Medicare Part B is medical insurance that covers doctor visit bills, outpatient care bills, some preventative services, and some essential equipment.
Thus, it is important to explore gaps in coverage to decide if Medicare Advantage (Part C), Medicare Part D (prescription drug plan), or Medicare supplement insurance should be incorporated into a beneficiary’s health plan.
What type of care isn’t covered by Medicare?
Medicare Part A and Medicare Part B, also known as Original Medicare, does not cover the following services:
- Prescription drugs.
- Long-term care.
- Deductibles and copays.
- Hearing aids.
- Routine vision care, including eyeglasses/contact lenses.
- Routine dental care, including dentures.
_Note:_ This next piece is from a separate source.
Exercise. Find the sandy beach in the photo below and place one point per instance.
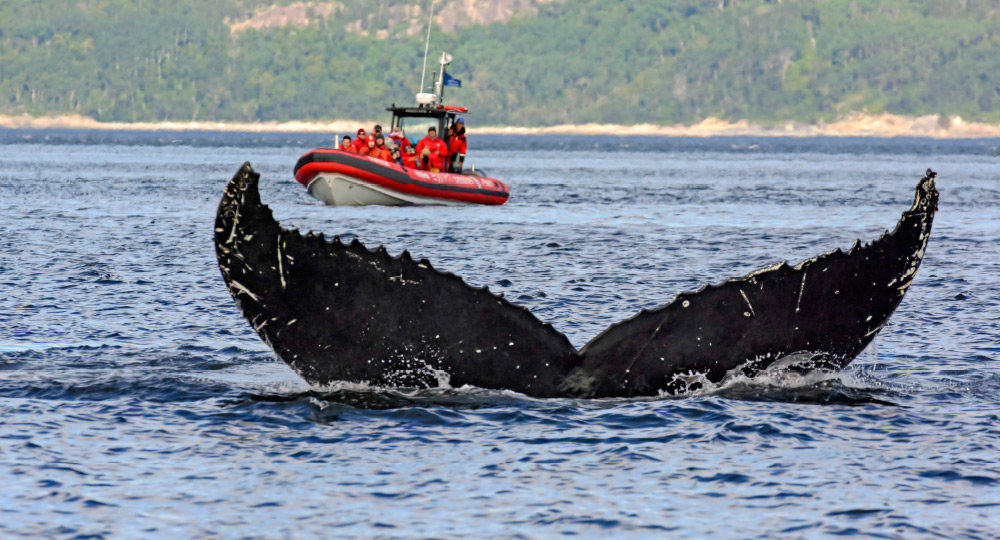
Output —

Original Medicare does not cover most prescription drugs; however, one can sign up for Part D or Medicare Advantage during the annual open enrollment season, which runs from Oct. 15 through Dec. 7, to fill this gap.
Exceptions to the Exceptions
Medicare Part B covers outpatient drugs in certain circumstances.
Drugs covered under Medicare Part B are typically administered at a doctor’s office or in a hospital outpatient setting.
Examples include drugs used with an item of durable medical equipment and injectable osteoporosis drugs.
Long-Term Care Risk
Long-term care often accounts for the highest out-of-pocket costs.
Extended nursing home stays, assisted living facility stays, and custodial care are not included in Original Medicare coverage.
Medicare Part A covers highly specialized skilled nursing facility care for up to 100 days over the course of a beneficiary’s benefit period.
Medicare fully covers if one has received inpatient hospital care for at least three days and if one is admitted into a facility generally within 30 days of leaving the hospital.
For long-term care, it is important to keep in mind that Medicare Advantage also does not cover many of these bills either.
Private long-term care insurance is the best option in this case.